The Episcopal Church has had four great reform movements since the Second World War: civil rights, women's ordination, new prayer book, and homosexuality. Only the last led to schism of dioceses. That is because of several reasons, one of which was that the Americans were aided by well-funded and well-organized activist agencies as the Institute for Religion and Democracy (1981) and its off-shoot the American Anglican Council (1996), which were politically motivated right-wing associations devoted to destroying liberalism in the Episcopal Church (and in America). Another reason was that the ultra-conservative bishops in America linked up with powerful overseas allies starting in the 1990's. In the 1990's, 1/3 of TEC was conservative, and one-third of that, or about 10% of the TEC, was ultra-conservative. (Conservatives were ones opposed to equal rights for homosexuals; ultra-conservatives were ones who refused to accept TEC's decisions on homosexuality.) The effect of all this was to split off part of the Episcopal Church.

So, it remains to be seen just what the well-meaning ABC can do to preserve something resembling the old AC. Perhaps it is after all an anachronism. It was created in the mid-nineteenth century as an expression of the British Empire when it was just reaching its height of glory. The world we live in now is vastly different. The peoples of the old colonies are not so willing to recognize England-America as the power center of their religion, or their world, any more. And, they have the numbers and power to back it up.




Addendum (Jan. 8):
Late on Jan.7, the Associated Press reported that the Vatican is acting to encourage unity among the Anglican primates meeting next week. For the meeting, it is lending one of its oldest relics, the carved ivory top of the pastoral staff of St. Gregory the Great, the pope who dispatched St. Augustine to Canterbury in 597. Conventional wisdom holds Pope Francis is trying to heal divisions in the Anglican Communion and calm issues that might impact on the wider Christian church. I say, more power to him. See: http://news.yahoo.com/vatican-oks-loan-relic-anglican-primate-meeting-150332341.html .

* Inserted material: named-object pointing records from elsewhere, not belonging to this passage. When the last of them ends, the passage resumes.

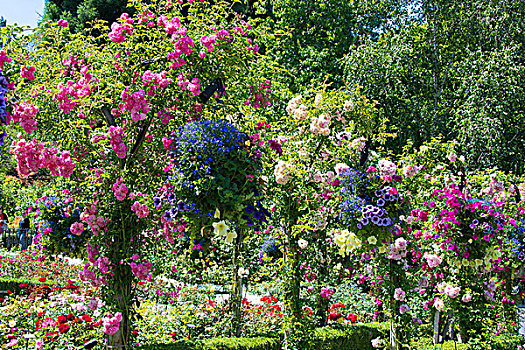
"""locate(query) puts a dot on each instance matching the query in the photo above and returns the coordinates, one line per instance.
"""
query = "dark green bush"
(220, 344)
(13, 284)
(357, 337)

If the Vatican's policy is to heal divisions in the Anglican Communion, this is a reversal of earlier attitudes. In early October of 2003, Joseph Cardinal Ratzinger, later Pope Benedict XVI and predecessor to Francis, sent a letter of support to the American Anglican Council-led convention of ultra-conservative Episcopalians in Plano TX urging them to hold for "truth." This Plano meeting of Oct. 7-9, 2003, was a repudiation of the decisions of the 2003 General Convention of the Episcopal Church and the starting place of a chain of events that led to the breakaway of the majorities of five dioceses of TEC. The Vatican also set up the Ordinariate to encourage Anglicans to leave their churches. Thus, the Vatican has reversed a policy of encouraging division to one of healing division. The well-named Pope Francis believes it is more important to care for God's creation than to stand in judgment on it. "Who am I to judge?," he said. He would have made a good Anglican.